MADRID, 3 Oct. (EUROPA PRESS) –

The president of CSIF, Miguel Borra, announced this Monday the definitive rejection of his union to the salary increase of 9.5%, distributed between 2022 and 2024, proposed by the Ministry of Finance and Public Function to officials.

“We express our absolute rejection of the salary offer that the Government has transferred to us. Public employees are going to lose purchasing power again. From CSIF we are not going to endorse with our signature an agreement that from minute zero implies losing purchasing power again” , Borra told the media after this afternoon’s meeting with the Treasury.

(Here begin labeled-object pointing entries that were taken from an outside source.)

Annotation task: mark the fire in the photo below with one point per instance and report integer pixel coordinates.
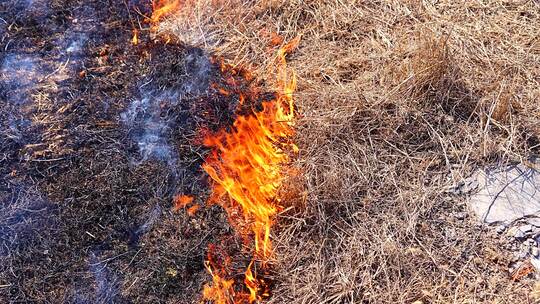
(246, 166)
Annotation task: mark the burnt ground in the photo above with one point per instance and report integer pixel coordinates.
(96, 138)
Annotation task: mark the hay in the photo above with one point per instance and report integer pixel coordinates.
(399, 101)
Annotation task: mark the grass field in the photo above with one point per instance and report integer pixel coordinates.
(399, 101)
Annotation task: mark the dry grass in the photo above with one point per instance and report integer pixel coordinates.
(399, 101)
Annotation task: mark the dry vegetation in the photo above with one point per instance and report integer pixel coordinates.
(399, 101)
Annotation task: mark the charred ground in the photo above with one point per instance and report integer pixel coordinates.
(96, 138)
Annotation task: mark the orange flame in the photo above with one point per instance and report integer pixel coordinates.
(246, 167)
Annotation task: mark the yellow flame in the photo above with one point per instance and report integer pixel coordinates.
(246, 167)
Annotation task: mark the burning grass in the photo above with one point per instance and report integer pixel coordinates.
(399, 102)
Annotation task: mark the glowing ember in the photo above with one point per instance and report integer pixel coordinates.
(246, 166)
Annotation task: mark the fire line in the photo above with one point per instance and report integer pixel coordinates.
(246, 167)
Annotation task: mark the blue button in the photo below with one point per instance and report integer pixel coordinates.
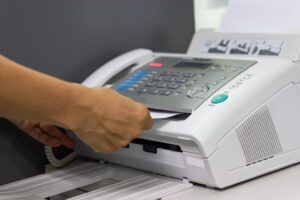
(219, 98)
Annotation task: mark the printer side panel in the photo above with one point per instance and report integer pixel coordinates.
(266, 140)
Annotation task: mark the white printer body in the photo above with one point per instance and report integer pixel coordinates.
(239, 103)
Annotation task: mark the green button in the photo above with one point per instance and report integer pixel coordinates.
(219, 98)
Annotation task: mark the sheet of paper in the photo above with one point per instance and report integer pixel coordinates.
(262, 16)
(162, 114)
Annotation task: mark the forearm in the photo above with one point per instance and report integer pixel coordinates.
(27, 94)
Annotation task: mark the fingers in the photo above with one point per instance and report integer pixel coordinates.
(58, 134)
(37, 134)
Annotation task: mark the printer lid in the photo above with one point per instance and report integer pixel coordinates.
(211, 42)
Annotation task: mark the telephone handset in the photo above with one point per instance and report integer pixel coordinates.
(113, 67)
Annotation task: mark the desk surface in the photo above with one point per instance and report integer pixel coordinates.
(279, 185)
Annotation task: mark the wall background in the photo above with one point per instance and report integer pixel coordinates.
(209, 13)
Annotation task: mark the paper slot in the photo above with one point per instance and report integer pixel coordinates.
(159, 114)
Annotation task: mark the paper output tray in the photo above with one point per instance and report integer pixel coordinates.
(124, 183)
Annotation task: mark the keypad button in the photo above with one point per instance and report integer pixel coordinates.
(150, 84)
(176, 74)
(142, 90)
(153, 91)
(215, 83)
(181, 80)
(161, 85)
(189, 75)
(173, 86)
(166, 73)
(159, 78)
(197, 91)
(168, 79)
(165, 92)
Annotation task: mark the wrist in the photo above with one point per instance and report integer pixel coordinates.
(75, 106)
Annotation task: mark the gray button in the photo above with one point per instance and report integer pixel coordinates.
(177, 74)
(161, 85)
(166, 73)
(189, 75)
(153, 91)
(197, 91)
(142, 90)
(181, 80)
(165, 92)
(173, 86)
(160, 78)
(168, 79)
(150, 84)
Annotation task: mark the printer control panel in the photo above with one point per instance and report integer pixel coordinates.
(179, 84)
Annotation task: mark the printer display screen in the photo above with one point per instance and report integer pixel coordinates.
(197, 65)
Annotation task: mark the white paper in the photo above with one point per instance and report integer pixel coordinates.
(262, 16)
(163, 114)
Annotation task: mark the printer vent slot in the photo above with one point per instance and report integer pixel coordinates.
(258, 137)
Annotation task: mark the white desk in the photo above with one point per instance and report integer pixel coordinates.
(280, 185)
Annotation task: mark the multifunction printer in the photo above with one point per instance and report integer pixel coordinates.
(225, 112)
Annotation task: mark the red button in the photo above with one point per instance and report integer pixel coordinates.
(155, 64)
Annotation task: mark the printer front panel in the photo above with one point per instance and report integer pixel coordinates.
(179, 83)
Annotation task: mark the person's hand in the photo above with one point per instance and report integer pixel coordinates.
(108, 121)
(44, 133)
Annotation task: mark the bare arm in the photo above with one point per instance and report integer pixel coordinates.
(101, 117)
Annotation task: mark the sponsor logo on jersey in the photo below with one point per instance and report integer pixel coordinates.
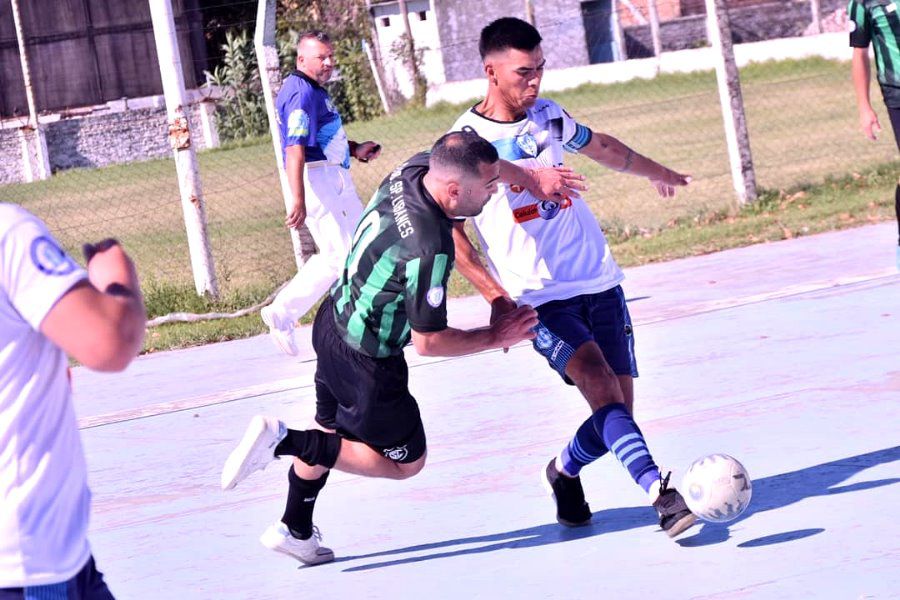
(527, 143)
(548, 209)
(298, 123)
(396, 453)
(435, 296)
(545, 209)
(49, 258)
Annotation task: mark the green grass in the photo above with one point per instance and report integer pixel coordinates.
(803, 130)
(839, 203)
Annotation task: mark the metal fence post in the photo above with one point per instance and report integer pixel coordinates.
(185, 156)
(35, 157)
(736, 137)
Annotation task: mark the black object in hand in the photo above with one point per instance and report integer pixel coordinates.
(89, 250)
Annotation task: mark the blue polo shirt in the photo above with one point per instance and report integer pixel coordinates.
(306, 117)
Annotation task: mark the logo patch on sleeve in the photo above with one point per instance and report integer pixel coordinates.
(435, 296)
(298, 123)
(49, 258)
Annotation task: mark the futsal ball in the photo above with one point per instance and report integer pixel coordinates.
(717, 488)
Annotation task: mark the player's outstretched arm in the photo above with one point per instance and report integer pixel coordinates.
(546, 183)
(508, 330)
(100, 322)
(862, 74)
(610, 152)
(469, 265)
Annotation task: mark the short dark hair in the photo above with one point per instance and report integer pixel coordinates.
(462, 151)
(314, 34)
(506, 33)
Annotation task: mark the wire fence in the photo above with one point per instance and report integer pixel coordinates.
(802, 122)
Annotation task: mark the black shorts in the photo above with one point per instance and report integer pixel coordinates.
(88, 584)
(363, 398)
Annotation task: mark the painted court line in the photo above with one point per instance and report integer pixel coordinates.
(298, 383)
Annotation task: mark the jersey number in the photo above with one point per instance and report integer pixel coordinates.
(365, 233)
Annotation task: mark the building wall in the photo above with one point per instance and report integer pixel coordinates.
(97, 141)
(749, 24)
(423, 25)
(666, 9)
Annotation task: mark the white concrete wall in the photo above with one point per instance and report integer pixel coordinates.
(829, 45)
(425, 36)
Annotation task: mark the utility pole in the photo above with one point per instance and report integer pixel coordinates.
(418, 80)
(192, 204)
(735, 121)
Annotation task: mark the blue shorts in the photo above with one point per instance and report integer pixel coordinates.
(603, 318)
(88, 584)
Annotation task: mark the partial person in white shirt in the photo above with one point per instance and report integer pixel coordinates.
(51, 307)
(552, 254)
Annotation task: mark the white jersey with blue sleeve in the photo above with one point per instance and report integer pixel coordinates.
(541, 251)
(43, 479)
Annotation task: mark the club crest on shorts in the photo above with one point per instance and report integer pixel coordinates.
(527, 143)
(396, 453)
(543, 339)
(49, 258)
(548, 209)
(435, 296)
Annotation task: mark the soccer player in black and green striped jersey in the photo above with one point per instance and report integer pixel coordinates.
(392, 289)
(877, 22)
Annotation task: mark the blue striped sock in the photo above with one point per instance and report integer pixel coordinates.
(586, 447)
(624, 438)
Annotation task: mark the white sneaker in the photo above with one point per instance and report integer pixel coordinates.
(281, 334)
(309, 552)
(255, 451)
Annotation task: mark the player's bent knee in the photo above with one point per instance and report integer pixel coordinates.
(407, 470)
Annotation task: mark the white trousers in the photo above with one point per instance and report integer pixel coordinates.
(333, 209)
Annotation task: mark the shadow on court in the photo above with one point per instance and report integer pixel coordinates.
(769, 493)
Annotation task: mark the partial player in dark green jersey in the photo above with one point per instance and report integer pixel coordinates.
(877, 22)
(393, 289)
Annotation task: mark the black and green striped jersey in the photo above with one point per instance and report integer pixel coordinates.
(395, 276)
(878, 22)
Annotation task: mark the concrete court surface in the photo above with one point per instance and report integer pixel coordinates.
(784, 355)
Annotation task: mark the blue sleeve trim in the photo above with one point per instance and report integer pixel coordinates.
(581, 138)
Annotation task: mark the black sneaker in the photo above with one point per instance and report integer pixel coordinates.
(674, 515)
(571, 509)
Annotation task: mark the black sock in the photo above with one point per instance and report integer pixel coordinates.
(302, 494)
(314, 447)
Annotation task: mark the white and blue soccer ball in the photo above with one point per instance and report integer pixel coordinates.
(717, 488)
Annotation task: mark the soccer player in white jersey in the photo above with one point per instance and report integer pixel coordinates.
(554, 256)
(50, 307)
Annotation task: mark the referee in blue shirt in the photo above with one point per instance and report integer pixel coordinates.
(316, 155)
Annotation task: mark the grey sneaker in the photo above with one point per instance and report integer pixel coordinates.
(674, 515)
(278, 538)
(255, 451)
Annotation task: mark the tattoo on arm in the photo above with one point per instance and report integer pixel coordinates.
(629, 157)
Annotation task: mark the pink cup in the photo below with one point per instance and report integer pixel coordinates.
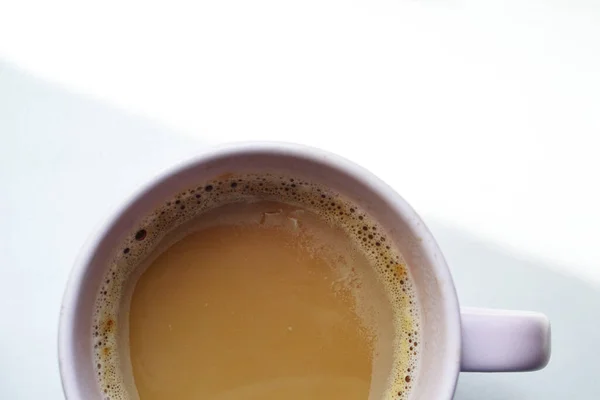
(453, 339)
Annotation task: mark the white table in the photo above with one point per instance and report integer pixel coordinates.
(485, 117)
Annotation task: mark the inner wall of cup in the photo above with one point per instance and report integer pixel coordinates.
(436, 351)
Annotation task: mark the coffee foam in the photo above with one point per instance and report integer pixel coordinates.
(110, 317)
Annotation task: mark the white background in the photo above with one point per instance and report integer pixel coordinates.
(485, 116)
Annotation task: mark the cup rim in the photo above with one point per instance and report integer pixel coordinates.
(68, 312)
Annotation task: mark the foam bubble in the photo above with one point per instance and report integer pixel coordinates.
(112, 369)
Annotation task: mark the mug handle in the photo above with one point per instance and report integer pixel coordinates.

The portfolio headed by María Jesús Montero has presented public employees with a 9.5% salary increase, which includes a retroactive 1.5% increase for 2022 and review clauses for 2023 and 2024.

Officials have already received a 2% salary increase in 2022, to which the retroactive 1.5% proposed by the Treasury will be added, which adds up to 3.5% for this year.

For 2023, the Executive sets an increase of 2.5%, to which two variables of 0.5% are added. The salaries of public employees would rise an additional 0.5% if the accumulated CPI for 2022 and 2023 exceeds 6%, and another 0.5% would be added if the GDP for 2023 exceeds 5.9%.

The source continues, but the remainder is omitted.